Evaluate a New Preloading Strategy for a Short‑Video App (New Users)
Context
On 2025‑08‑20, a new preloading strategy was rolled out to 30% of traffic. Among new users (accounts created within the last 7 days), product analytics observed:
-
−6% change in average daily watch time
-
Crash rate decreased by 0.2 percentage points
-
Average initial video start latency improved by 80 ms
Design an end‑to‑end approach to properly evaluate and decide whether to ship, iterate, or roll back.
Tasks
(a) Define primary, secondary, and guardrail metrics. Justify each, propose useful segmentations (e.g., device, network, country, cohort age, entry surface), and specify exact formulas and units.
(b) Outline an A/B test plan: unit of randomization, bucketing, exposure rules, test length, and how to handle heavy‑tailed watch time (e.g., winsorization, log‑transform, robust estimators).
(c) Estimate the per‑variant sample size to detect a +3% lift in mean daily watch time with α = 0.05 (two‑sided) and 80% power, assuming baseline mean = 14 min, SD = 18 min, independent users, and equal allocation. Show the formula and any additional assumptions if using nonparametric tests.
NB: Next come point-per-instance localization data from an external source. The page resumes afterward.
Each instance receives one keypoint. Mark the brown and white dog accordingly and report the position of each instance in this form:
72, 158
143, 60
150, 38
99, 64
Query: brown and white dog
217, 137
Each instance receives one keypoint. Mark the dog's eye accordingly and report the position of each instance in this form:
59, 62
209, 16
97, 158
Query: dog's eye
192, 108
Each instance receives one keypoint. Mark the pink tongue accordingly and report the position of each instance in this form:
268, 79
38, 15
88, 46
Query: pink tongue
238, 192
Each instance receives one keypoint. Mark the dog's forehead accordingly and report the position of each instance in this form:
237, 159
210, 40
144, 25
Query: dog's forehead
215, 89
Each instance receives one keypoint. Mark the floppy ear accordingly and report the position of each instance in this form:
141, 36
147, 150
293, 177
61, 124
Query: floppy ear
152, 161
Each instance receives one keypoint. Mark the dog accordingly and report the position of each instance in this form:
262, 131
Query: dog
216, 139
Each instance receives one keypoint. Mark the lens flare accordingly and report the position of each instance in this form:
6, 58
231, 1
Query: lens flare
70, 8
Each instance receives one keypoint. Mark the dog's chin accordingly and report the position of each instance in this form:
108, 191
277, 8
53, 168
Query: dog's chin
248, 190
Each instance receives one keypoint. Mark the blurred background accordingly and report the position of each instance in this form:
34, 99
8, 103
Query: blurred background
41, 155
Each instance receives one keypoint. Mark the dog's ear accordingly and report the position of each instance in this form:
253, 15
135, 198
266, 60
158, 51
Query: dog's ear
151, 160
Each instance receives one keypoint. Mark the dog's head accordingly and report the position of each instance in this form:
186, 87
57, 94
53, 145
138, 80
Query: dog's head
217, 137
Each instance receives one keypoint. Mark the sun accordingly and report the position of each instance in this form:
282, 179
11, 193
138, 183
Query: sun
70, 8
(d) Specify guardrails (e.g., crash rate, time‑to‑first‑frame, data usage) and stopping rules. Describe how to handle novelty effects, weekday/seasonality, and experiment mis‑randomization checks (e.g., A/A, covariate balance tests).
(e) If the feature was partially rolled out by region before the test, propose a difference‑in‑differences or CUPED/regression‑adjusted analysis. State key identifying assumptions and how you would validate them.